En los programas de cotilleo suelen entrar en colisión la libertad de expresión e información de los chismosos con los derechos al honor, a la intimidad y la propia imagen de los despellejados. Hasta ahora el Tribunal Constitucional ha destacado el carácter prevalente de la libertad de expresión y de información por su alta función de formar una opinión pública libre, democrática y plural.

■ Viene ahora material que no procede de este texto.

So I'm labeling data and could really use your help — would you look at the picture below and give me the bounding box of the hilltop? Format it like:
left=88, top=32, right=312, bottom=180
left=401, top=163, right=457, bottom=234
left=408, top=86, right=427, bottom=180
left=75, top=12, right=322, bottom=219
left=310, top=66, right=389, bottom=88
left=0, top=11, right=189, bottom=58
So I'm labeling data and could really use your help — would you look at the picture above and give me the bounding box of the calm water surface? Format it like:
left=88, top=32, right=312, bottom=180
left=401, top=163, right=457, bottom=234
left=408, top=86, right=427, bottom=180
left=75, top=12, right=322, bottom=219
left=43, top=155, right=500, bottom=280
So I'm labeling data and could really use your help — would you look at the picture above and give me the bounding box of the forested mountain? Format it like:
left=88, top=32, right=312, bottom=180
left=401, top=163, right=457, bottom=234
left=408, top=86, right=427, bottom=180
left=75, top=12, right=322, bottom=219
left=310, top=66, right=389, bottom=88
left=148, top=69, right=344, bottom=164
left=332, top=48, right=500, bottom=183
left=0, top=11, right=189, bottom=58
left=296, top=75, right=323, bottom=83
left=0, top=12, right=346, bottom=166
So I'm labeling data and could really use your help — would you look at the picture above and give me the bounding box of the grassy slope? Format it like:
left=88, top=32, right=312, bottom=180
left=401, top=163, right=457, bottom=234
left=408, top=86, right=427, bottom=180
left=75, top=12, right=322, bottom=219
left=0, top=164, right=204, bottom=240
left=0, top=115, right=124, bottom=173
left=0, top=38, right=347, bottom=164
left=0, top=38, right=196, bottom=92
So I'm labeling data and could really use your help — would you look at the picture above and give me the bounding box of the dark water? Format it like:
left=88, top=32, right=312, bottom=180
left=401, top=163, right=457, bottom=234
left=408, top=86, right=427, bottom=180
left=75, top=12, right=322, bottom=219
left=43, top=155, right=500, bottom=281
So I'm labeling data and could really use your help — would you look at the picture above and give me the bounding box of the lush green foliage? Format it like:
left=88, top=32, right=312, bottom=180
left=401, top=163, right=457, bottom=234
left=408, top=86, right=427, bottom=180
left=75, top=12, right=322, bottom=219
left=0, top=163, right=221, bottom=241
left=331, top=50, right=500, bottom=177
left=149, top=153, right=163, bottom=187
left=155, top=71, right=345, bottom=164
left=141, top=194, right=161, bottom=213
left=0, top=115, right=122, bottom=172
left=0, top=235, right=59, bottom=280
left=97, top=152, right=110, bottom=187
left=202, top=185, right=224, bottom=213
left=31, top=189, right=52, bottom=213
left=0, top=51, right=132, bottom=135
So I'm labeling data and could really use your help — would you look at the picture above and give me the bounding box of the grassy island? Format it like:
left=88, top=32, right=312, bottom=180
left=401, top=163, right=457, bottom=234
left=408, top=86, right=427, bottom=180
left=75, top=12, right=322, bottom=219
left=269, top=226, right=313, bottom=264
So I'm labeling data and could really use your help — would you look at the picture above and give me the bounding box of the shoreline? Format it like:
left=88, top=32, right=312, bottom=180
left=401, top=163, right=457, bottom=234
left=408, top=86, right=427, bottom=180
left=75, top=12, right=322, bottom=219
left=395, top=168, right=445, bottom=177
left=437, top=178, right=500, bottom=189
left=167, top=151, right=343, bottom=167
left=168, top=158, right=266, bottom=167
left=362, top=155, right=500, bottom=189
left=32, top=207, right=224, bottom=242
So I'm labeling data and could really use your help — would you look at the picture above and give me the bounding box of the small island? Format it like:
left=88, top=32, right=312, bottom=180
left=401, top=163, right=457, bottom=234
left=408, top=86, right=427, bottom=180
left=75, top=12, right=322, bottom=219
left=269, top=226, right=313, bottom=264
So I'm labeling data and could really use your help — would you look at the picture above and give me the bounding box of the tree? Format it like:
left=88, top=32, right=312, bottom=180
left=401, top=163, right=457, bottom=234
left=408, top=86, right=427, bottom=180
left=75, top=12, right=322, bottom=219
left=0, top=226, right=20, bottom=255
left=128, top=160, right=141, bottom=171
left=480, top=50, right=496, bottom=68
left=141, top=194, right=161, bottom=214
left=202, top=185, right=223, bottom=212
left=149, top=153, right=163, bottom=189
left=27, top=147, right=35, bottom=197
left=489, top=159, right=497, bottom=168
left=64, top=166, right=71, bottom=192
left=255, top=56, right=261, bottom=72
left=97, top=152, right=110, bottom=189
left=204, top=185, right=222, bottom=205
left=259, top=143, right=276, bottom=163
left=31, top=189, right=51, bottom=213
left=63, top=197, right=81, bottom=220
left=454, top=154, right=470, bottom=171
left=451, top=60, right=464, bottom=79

Y eso no me parece mal cuando lo que está en juego es el derecho a recibir información veraz sobre cuestiones relevantes.

Pero cuando el cotilleo televisado consiste en andar en dimes y diretes del llamado mundo rosa o del corazón debería ponderarse en mayor medida el honor, la intimidad, y la propia imagen de los terceros aludidos, junto con su presunción de inocencia. Sobre todo cuando sea dudoso que la murmuración chismosa coadyuve a formar la opinión pública, libre, democrática y favorecedora del pluralismo político, de la que habla nuestro Tribunal Constitucional. Sabido es que el honor y el prestigio forman parte del patrimonio espiritual de muchas personas, que se va formando gota a gota y que, en cambio, puede perderse irremisiblemente en un instante por una murmuración insidiosa falsa de un murmurador profesional a sueldo.